The EU has set a target of limiting warming to a temperature rise of 2 Celsius (3.6 F) over pre-industrial levels.

 

“Emissions must be reduced at a level that ensures that global temperature rise remains well below 2C,” the alliance said in a statement.

 

More aid

Small islands also said they would need far more aid as they feel the impact of climate change.

“The infrastructure needs alone of the most vulnerable countries could measure in the billions” of dollars, Friday said.
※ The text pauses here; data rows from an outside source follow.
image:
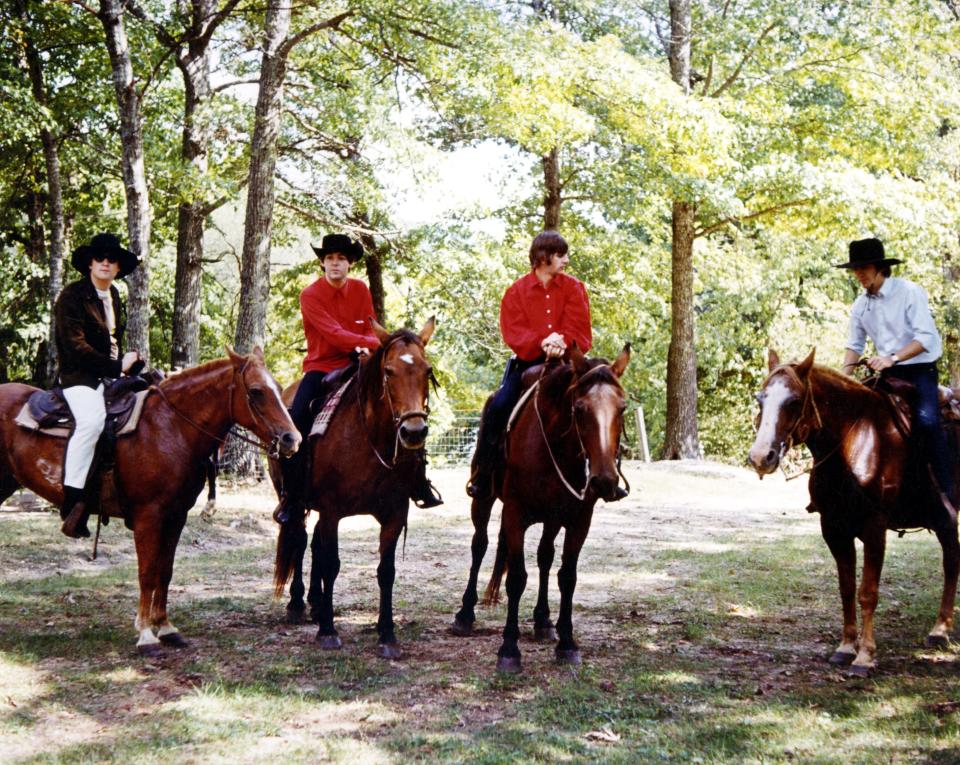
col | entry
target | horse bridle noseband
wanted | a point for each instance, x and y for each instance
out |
(573, 416)
(397, 420)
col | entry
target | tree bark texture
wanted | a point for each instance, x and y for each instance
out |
(552, 193)
(51, 158)
(134, 175)
(258, 222)
(193, 62)
(681, 435)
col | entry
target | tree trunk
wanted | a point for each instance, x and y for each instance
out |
(551, 197)
(134, 175)
(255, 261)
(51, 158)
(193, 63)
(681, 437)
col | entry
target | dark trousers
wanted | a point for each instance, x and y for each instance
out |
(930, 436)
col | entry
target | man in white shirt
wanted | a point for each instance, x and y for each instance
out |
(895, 314)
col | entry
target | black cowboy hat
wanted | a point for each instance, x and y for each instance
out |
(104, 244)
(351, 249)
(867, 252)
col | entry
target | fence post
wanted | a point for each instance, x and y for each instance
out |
(642, 431)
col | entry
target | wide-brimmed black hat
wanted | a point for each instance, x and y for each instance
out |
(349, 248)
(867, 252)
(100, 245)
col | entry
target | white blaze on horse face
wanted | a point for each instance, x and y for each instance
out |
(774, 397)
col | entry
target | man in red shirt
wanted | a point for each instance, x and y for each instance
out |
(541, 315)
(336, 314)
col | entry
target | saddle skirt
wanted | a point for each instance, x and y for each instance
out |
(47, 412)
(322, 421)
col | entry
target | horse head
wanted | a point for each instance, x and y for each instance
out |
(255, 403)
(405, 375)
(784, 400)
(598, 406)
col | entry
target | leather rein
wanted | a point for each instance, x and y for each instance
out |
(586, 463)
(272, 450)
(397, 420)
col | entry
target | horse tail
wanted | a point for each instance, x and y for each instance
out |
(287, 550)
(492, 594)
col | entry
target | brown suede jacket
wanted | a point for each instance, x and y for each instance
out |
(83, 340)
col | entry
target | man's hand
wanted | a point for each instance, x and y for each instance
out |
(129, 359)
(879, 363)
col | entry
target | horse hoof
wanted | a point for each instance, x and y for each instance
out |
(842, 659)
(174, 640)
(548, 634)
(296, 616)
(509, 665)
(389, 651)
(940, 642)
(569, 657)
(859, 670)
(461, 629)
(330, 642)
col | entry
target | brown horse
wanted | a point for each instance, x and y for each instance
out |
(365, 463)
(561, 458)
(161, 467)
(865, 480)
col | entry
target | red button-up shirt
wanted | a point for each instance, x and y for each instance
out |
(529, 312)
(335, 323)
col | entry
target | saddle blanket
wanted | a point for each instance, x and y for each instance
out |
(322, 421)
(63, 428)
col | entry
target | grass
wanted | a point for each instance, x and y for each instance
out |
(705, 607)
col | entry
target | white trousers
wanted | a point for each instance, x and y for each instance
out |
(88, 410)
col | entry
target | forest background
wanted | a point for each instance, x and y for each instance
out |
(707, 161)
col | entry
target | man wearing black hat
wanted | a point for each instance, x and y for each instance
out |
(89, 322)
(895, 314)
(336, 311)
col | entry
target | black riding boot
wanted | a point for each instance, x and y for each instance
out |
(424, 493)
(291, 493)
(74, 513)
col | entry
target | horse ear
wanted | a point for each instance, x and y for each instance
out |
(579, 360)
(427, 332)
(379, 330)
(620, 364)
(803, 368)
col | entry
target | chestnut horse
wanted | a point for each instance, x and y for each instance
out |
(562, 453)
(161, 467)
(865, 480)
(365, 464)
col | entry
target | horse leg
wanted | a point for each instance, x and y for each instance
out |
(480, 515)
(326, 566)
(844, 553)
(874, 547)
(567, 650)
(939, 636)
(147, 538)
(296, 608)
(166, 632)
(387, 646)
(543, 628)
(513, 530)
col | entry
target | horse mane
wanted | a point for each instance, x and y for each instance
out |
(371, 382)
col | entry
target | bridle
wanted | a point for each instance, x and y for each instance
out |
(272, 450)
(396, 419)
(583, 450)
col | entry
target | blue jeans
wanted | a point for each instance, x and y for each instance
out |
(926, 419)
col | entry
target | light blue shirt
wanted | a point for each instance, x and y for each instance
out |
(898, 313)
The government of the Maldives, for instance, needed $175 million to build a barrier around a single coral island to make the atoll “twice the height of this chair” above sea level, he said.

 

“We are not in this process as beggars,” said Clifford Mahlung of Jamaica, adding that small islands were not to blame for climate change.

  

“In Jamaica we used to repair coastal roads from erosion and storms once every four years,” he said.

 

“With what is happening now we have to repair those roads four times a year.”

 

Friday said Grenada, long considered south of the Caribbean hurricane belt, had been reclassified after two storms within 10 months in 2004-05.

 

Losses from Hurricane Ivan alone in 2004 were $800 million.

 

But he also said that small island states had dropped past threats to sue the United States, the top emitter of greenhouse gases, for compensation.